İşte yeni insan bu ; bedeni ve zihni çalınmış,ruhu olduğunu düşündüğü hayvan dürtülerine indirgenmiş.Gerçeklik kavrayışı ön beyninde elektronik imajların dansıyla ateşlenmiş; efendilerinin inşa ettiği örümcek ağı,hiçbir durumda gerçeği algılayamayacağı biçimde tasarlanmış.Mutluluğu ona bir tüple ya da elektronik bir bağlantıyla ulaştırılır.Tanrısı elektronik bir perdenin arkasında gizlenir;perde kaldırıldığında CIA büyücüsünü,medya yönlendiricisini,sibernetik bilimciyi,rüya dokumacısını buluruz.
Korku,öfke ya da heyecan gibi duyguların,kasten ya da kasti olmayan biçimde uyarılmasıyla beyin işlevleri yeterince zarar gördüğünde,kişilere çeşitli inançlar dayatılabilir.Bu türden olayların neden olduğu sonuçlardan en yaygın olanları,geçici yargı bozukluğu ve yüksek derecede etkiye açık olma halidir.Bunun çeşitli grup tezahürleri bazen”sürü dürtüsü”başlığı altında tasnif edilir;endişenin arttığı ve dolayısıyla birey ve kitlenin etkiye açık hale geldiği savaş zamanlarında,ciddi salgınlarda ve benzeri tehlike dönemlerinde en görkemli haliyle görülür.
Orduda, dini kültlerde, psikiyatrik deneylerde ve medyada güncel olarak ilerleyen zihin kontrol programlarını ifşa etmeliyiz ve bu operasyonların sonlandığını görmeliyiz. Zihin kontrol faşizmi, dünya çapında tepki çeken bir konu haline dönüşmeli..

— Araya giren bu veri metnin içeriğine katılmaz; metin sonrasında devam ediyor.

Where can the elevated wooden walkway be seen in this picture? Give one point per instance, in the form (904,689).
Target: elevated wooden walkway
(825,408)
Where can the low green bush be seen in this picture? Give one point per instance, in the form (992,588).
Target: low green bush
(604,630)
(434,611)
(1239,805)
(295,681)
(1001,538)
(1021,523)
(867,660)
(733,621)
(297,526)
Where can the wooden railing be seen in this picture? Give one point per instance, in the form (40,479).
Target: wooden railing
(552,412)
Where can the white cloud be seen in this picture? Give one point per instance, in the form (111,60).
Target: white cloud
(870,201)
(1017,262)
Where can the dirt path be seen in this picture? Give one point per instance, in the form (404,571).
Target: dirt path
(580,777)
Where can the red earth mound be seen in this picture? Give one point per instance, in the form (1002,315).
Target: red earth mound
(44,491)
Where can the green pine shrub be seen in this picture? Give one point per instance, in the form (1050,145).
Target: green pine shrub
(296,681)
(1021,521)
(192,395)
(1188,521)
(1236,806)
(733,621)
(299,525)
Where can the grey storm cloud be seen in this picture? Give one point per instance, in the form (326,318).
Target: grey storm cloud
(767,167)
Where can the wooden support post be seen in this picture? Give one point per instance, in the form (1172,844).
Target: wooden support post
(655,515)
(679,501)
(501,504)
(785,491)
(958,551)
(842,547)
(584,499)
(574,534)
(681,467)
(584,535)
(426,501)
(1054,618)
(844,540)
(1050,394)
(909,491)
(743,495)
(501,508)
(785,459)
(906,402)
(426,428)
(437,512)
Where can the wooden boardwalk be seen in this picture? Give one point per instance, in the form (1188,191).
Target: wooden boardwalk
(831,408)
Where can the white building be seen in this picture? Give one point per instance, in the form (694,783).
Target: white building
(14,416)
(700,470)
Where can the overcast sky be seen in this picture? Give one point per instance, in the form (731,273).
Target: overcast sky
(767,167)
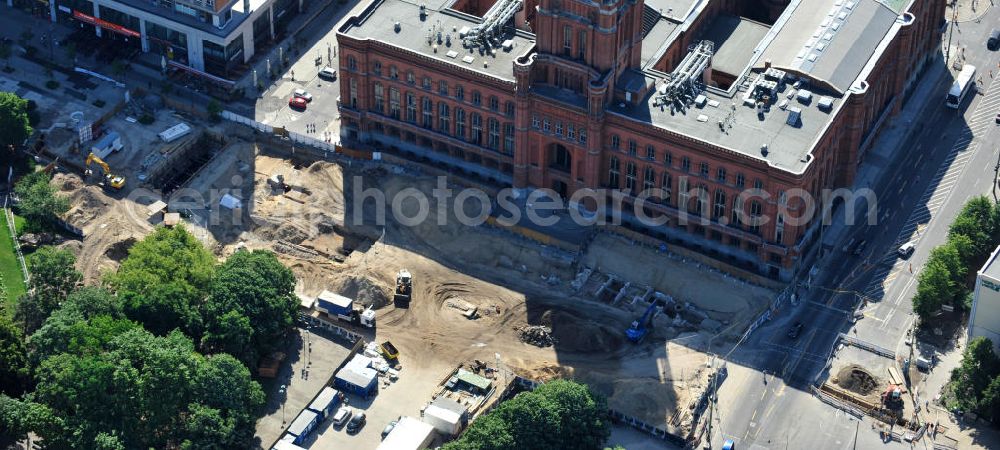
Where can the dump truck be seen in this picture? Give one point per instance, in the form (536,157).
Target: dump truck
(404,288)
(389,351)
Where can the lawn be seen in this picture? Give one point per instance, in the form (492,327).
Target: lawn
(10,269)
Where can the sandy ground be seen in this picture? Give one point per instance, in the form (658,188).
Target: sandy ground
(315,229)
(722,297)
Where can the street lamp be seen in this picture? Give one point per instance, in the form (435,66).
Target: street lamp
(281,392)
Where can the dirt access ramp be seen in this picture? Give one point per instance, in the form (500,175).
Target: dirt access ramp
(722,297)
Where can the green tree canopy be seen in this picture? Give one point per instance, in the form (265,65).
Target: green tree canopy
(14,127)
(978,220)
(557,415)
(164,280)
(250,288)
(38,201)
(53,277)
(980,366)
(148,392)
(14,369)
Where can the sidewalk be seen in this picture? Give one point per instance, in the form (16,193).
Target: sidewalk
(886,147)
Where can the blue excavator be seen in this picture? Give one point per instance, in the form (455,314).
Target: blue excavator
(640,327)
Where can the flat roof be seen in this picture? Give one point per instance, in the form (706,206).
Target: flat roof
(408,434)
(170,15)
(304,420)
(745,133)
(829,40)
(473,379)
(656,39)
(675,9)
(992,267)
(378,20)
(324,398)
(735,39)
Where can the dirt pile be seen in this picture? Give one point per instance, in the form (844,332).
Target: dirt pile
(580,334)
(119,250)
(365,291)
(537,335)
(857,380)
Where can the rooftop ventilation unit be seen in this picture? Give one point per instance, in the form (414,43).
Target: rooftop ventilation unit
(794,116)
(825,104)
(683,85)
(776,75)
(493,21)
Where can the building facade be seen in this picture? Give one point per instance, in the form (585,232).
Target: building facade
(985,317)
(732,112)
(213,37)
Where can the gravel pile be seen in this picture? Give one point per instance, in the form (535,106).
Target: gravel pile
(537,335)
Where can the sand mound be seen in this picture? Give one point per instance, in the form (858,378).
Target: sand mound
(577,334)
(857,380)
(365,292)
(119,250)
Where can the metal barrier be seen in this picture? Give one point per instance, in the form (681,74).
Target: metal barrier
(881,351)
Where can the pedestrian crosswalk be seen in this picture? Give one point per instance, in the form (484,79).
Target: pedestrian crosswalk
(938,191)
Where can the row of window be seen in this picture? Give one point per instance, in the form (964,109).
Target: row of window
(573,132)
(445,115)
(457,91)
(694,201)
(704,170)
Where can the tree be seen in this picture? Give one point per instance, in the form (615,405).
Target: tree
(14,369)
(978,221)
(14,127)
(214,109)
(557,415)
(164,280)
(142,391)
(19,417)
(980,365)
(37,200)
(935,286)
(252,306)
(53,277)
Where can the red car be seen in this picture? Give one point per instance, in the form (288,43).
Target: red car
(297,103)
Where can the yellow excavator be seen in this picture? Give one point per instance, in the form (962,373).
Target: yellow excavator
(115,181)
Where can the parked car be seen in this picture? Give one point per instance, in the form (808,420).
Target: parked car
(341,416)
(906,250)
(795,330)
(297,103)
(328,73)
(303,94)
(356,424)
(388,428)
(860,247)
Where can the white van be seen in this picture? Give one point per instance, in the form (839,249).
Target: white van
(906,250)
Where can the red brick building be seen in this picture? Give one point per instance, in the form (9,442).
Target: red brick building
(703,99)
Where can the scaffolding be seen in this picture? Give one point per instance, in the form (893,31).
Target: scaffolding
(493,22)
(682,86)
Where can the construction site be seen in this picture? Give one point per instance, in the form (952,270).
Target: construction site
(629,319)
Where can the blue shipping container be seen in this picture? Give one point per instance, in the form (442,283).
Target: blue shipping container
(325,403)
(304,424)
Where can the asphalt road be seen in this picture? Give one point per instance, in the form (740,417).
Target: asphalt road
(948,157)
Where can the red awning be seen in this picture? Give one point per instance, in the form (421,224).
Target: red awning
(200,73)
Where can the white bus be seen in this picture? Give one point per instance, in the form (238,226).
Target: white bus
(963,84)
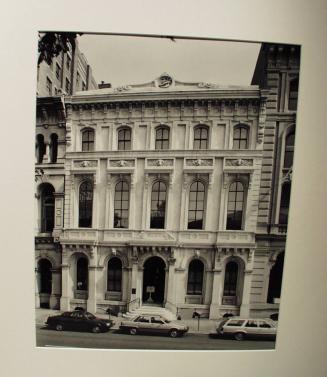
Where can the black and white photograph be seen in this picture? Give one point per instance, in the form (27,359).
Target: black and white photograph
(163,175)
(163,188)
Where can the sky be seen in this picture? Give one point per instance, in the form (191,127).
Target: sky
(124,60)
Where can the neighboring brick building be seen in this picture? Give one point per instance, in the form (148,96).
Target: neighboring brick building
(168,193)
(69,72)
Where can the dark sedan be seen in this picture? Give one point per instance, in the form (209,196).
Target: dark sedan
(79,321)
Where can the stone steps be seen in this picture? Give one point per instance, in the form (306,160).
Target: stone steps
(151,310)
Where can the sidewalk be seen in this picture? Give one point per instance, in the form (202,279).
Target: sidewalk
(206,325)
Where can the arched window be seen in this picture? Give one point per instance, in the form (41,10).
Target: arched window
(44,269)
(88,140)
(162,138)
(82,274)
(124,139)
(289,150)
(293,94)
(121,205)
(200,137)
(235,206)
(195,277)
(40,148)
(284,203)
(240,137)
(47,209)
(158,205)
(53,148)
(196,206)
(230,283)
(275,279)
(114,276)
(85,204)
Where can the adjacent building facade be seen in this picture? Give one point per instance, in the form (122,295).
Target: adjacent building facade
(68,73)
(167,193)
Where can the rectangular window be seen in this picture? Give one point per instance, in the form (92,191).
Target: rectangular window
(68,62)
(49,86)
(67,86)
(58,71)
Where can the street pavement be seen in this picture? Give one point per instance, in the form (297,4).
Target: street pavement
(203,339)
(114,339)
(205,326)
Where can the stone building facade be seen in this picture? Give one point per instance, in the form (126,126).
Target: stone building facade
(68,73)
(167,193)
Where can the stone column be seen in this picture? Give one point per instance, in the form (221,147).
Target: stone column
(55,288)
(145,201)
(108,202)
(131,224)
(183,204)
(245,305)
(66,288)
(59,210)
(37,284)
(91,301)
(171,292)
(217,287)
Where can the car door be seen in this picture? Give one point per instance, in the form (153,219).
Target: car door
(266,329)
(159,326)
(251,328)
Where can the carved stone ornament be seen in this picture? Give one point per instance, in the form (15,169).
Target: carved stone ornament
(123,88)
(239,162)
(160,162)
(121,163)
(199,162)
(165,81)
(86,164)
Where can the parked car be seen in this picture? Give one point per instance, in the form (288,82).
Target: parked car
(79,320)
(241,328)
(154,325)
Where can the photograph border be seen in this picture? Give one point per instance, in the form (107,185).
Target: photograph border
(295,354)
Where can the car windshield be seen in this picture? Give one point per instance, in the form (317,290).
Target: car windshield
(89,316)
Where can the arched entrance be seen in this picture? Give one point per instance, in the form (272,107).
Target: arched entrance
(275,279)
(45,282)
(154,281)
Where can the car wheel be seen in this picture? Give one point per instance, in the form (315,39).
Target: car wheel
(173,333)
(239,336)
(96,329)
(59,327)
(133,331)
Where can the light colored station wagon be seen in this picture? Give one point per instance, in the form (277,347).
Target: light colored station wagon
(153,324)
(241,328)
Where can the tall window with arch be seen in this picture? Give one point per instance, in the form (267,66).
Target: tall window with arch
(240,137)
(230,282)
(121,206)
(158,205)
(293,93)
(85,204)
(124,139)
(114,276)
(235,206)
(195,277)
(196,205)
(82,274)
(162,138)
(53,148)
(47,208)
(88,140)
(201,136)
(40,148)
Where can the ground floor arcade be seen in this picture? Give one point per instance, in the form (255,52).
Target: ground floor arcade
(211,281)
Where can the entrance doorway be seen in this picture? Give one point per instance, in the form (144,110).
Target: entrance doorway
(154,281)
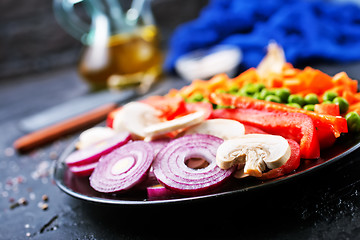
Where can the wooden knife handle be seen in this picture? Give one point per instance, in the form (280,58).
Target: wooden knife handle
(51,133)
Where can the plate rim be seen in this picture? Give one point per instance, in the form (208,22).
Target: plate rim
(71,147)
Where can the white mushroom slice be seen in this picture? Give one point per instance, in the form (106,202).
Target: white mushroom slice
(118,123)
(94,135)
(273,62)
(256,151)
(175,124)
(135,117)
(222,128)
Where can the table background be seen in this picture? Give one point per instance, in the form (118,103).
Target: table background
(37,71)
(322,205)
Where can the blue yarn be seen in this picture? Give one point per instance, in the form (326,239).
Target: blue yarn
(305,29)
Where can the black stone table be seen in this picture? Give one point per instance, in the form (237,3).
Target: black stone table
(321,205)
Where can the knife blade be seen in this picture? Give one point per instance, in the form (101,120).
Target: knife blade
(78,121)
(89,102)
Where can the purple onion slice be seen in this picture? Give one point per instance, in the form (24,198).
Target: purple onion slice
(171,170)
(94,152)
(159,144)
(123,168)
(83,170)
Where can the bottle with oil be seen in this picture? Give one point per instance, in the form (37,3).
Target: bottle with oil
(120,48)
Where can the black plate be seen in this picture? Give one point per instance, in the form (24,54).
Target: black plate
(79,187)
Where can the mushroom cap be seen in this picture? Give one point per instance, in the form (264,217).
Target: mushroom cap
(256,151)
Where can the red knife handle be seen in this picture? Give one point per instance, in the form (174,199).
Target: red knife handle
(51,133)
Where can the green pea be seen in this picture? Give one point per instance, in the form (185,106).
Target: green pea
(222,107)
(353,121)
(259,86)
(273,98)
(343,104)
(196,97)
(220,91)
(329,96)
(264,93)
(256,96)
(296,105)
(252,88)
(309,107)
(296,99)
(233,89)
(283,94)
(243,92)
(311,98)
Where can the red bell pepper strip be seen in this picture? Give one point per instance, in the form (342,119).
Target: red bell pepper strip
(170,107)
(291,164)
(336,124)
(296,126)
(330,109)
(111,116)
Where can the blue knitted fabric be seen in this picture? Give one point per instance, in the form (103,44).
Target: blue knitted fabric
(305,29)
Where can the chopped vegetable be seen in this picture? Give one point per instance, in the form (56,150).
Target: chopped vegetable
(343,104)
(311,98)
(296,126)
(254,152)
(171,171)
(93,152)
(123,168)
(221,128)
(296,99)
(291,165)
(353,121)
(336,124)
(84,170)
(329,96)
(327,108)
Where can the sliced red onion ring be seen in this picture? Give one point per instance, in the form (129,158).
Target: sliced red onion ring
(94,152)
(159,144)
(158,192)
(171,171)
(83,170)
(123,168)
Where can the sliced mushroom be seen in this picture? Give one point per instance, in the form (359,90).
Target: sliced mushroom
(222,128)
(135,117)
(175,124)
(94,135)
(255,152)
(143,121)
(273,62)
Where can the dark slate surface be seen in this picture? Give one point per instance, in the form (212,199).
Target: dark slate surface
(323,205)
(32,41)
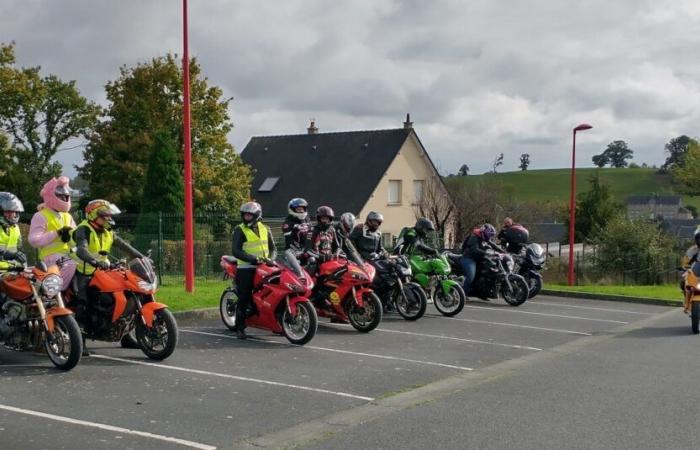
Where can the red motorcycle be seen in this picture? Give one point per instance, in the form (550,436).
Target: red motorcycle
(344,287)
(280,301)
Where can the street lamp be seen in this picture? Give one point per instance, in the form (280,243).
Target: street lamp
(572,203)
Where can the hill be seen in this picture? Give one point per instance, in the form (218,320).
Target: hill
(552,185)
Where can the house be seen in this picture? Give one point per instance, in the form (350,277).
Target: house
(656,206)
(388,171)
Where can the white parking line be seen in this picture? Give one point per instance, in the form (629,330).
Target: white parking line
(235,377)
(438,336)
(589,307)
(488,308)
(335,350)
(108,427)
(514,325)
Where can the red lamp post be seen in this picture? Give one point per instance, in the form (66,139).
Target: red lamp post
(189,238)
(572,203)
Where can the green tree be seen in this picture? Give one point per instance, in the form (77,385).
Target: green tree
(145,100)
(594,209)
(40,114)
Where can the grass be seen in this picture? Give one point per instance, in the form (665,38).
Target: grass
(206,293)
(664,291)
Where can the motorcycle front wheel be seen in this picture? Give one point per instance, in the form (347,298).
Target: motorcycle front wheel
(65,345)
(159,341)
(517,294)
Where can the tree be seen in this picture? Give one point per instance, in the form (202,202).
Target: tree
(676,149)
(594,209)
(40,114)
(524,161)
(145,100)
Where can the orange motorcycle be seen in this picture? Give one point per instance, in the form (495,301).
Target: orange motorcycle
(121,299)
(32,315)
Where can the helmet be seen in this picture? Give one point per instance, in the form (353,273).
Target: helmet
(101,208)
(488,232)
(298,203)
(375,217)
(347,221)
(253,208)
(56,194)
(10,203)
(423,225)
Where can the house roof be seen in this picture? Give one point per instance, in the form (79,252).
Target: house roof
(340,170)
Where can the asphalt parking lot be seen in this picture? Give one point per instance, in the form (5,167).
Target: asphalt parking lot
(221,392)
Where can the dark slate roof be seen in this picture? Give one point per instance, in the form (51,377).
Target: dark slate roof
(659,199)
(336,169)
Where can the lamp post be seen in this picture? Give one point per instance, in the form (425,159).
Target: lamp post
(572,203)
(189,238)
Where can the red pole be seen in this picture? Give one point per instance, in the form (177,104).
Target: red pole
(189,239)
(572,212)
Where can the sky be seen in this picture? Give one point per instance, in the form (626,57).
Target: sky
(479,77)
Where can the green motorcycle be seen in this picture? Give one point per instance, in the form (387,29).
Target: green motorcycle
(432,273)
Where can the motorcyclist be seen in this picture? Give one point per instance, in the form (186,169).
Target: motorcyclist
(51,227)
(10,236)
(474,249)
(296,228)
(412,240)
(253,244)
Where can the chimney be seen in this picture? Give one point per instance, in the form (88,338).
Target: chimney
(312,128)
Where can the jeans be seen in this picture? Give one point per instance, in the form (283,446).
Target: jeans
(469,269)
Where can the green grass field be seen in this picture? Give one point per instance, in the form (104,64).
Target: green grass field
(552,185)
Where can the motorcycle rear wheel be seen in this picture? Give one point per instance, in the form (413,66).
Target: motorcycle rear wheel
(65,345)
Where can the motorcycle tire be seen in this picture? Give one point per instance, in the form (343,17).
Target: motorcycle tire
(367,318)
(64,346)
(519,292)
(301,328)
(411,310)
(451,304)
(163,324)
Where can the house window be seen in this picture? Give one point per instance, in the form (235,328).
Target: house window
(394,192)
(418,191)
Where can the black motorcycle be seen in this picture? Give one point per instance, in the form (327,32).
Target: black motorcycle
(393,286)
(494,275)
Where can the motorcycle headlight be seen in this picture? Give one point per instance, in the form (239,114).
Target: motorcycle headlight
(51,285)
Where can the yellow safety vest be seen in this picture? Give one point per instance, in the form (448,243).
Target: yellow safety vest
(98,242)
(254,245)
(8,242)
(55,222)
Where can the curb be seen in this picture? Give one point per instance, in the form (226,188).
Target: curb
(611,297)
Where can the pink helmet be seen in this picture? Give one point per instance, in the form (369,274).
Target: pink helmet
(56,194)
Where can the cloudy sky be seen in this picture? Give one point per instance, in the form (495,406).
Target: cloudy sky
(479,77)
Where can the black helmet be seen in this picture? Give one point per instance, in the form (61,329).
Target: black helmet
(375,217)
(423,225)
(253,208)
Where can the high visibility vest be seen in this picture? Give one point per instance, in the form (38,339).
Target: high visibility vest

Kontrolörleri durdurmada başarılı olamazsak, sonuçta geride kalacak tek insan türü yürüyen moronlar ve ahmaklar olacak ve bunlar, özgürlüğün var olabileceğini tamamıyla unutacak kadar duygudan mahrum olacaklar.
İnsanlığın yaşamının tüm yönlerini kendi parazit amaçlarına zincirlediği dönemdeyiz. İnsanoğlunun kaderinin sahip olunabileceği, biçimlendirilebileceği ve çamur kolaylığıyla şekillendirilebileceği noktadayız.
Özgür ve hızlı eylem sevdalısı olan yönetici elit, gelecek 20 yıl içinde insan türünün bedenleri ve zihinleri üzerinde, tam bir kontrolü etkili olarak gerçekleştirecek.